The Framework (2012) did acknowledge the importance of the nature of science, saying, “… there is a strong consensus about characteristics of the scientific enterprise that should be understood by an educated citizen” (NGSS Appendix H, page 1). It also says (page 2) “… learning about the nature of science requires more than engaging in activities and conducting investigations.” A number of studies have shown that NOS must be explicitly taught and frequently reinforced.

So, how can we do that? Have you been to any PD workshops where NOS strategies were emphasized (if discussed at all)? Not likely. Therefore, I offer two suggestions:

SOLUTIONS

#1: Get the recently published book by Douglas Allchin Teaching the Nature of Science (2013). In that book, you will see the benefits of effectively using historical narratives about real science. Real science is often messy, unproductive and frustrating. Let your students relive a few of those very human histories, reflecting, discussing, and even proposing possible solutions, as scientists struggle to understand the natural world. These real stories are very engaging. For more details, see my review of that book at http://www.indiana.edu/~ensiweb/Rev.Allchin.Tch%20NOS.html.
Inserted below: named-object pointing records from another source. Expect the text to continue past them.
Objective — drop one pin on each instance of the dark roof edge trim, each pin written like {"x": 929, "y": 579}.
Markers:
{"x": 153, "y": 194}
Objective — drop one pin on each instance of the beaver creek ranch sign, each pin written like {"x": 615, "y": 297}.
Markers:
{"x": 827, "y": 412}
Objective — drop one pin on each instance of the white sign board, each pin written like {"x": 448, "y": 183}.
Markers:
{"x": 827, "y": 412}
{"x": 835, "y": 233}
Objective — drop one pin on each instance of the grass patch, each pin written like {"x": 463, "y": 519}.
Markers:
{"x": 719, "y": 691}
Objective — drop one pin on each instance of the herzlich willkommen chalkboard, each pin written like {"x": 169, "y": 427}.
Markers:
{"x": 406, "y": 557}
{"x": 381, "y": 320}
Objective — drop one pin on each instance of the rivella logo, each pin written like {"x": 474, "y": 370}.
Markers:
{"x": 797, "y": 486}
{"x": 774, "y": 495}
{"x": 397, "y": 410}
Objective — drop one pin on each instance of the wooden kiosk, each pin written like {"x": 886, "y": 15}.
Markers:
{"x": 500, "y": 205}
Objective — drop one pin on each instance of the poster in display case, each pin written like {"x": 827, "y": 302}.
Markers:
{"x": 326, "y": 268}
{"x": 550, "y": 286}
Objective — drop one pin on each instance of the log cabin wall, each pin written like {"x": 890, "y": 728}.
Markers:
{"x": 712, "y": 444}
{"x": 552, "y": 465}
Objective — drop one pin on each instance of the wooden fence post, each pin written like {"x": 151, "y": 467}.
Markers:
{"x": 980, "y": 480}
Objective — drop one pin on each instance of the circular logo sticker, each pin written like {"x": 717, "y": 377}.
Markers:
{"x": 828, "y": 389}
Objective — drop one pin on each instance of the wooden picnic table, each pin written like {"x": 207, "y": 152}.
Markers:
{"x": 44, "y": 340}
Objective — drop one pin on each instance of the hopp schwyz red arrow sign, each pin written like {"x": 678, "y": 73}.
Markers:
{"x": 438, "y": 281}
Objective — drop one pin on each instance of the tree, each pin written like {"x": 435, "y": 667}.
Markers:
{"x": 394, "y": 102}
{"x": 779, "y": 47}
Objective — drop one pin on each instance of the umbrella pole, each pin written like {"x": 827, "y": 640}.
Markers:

#2: Take a look at Science Surprises: Exploring the Nature of Science. This is a little text supplement for students, written at 8th grade level, and made for students in any science class, grades 7-10. It is intended to be used in conjunction with selected interactive, student-centered NOS lessons on the ENSI website at http://www.indiana.edu/~ensiweb/natsc.fs.html. Doing this unit will satisfy all of the NGSS NOS expectations. It even includes interactive lessons (meeting Common Core standards) on scientific argumentation, critical and skeptical thinking, how to distinguish good science from poor science, or pseudoscience, and even some math. The extensive Teaching Guide for Science Surprises is available to teachers (free upon request, using your school email address) from the ENSI webmaster. [Conflict of interest note: the author of this article is also the ENSI webmaster and author of Science Surprises.]

You should obtain and read these resources as soon as possible, so you will have time to properly prepare for your opening unit in the fall. You might even decide to use both of these resources, because they are mutually compatible. In the fall, you can introduce NOS intensively at the beginning of your courses, and relate back to those experiences with each new topic in your course. Make the coming year your very best year—for your students!

Larry Flammer is a CSTA member and the webmaster of the Evolution and the Nature of Science Institutes.

Written by Guest Contributor

From time to time CSTA receives contributions from guest contributors. The opinions and views expressed by these contributors are not necessarily those of CSTA. By publishing these articles CSTA does not make any endorsements or statements of support of the author or their contribution, either explicit or implicit. All links to outside sources are subject to CSTA’s Disclaimer Policy: http://www.classroomscience.org/disclaimer.

One Response

  1. Great article Larry, I also think the history of science is part of putting a great story together. This is a heads up to look for materials that take a historical perspective and deal with NOS.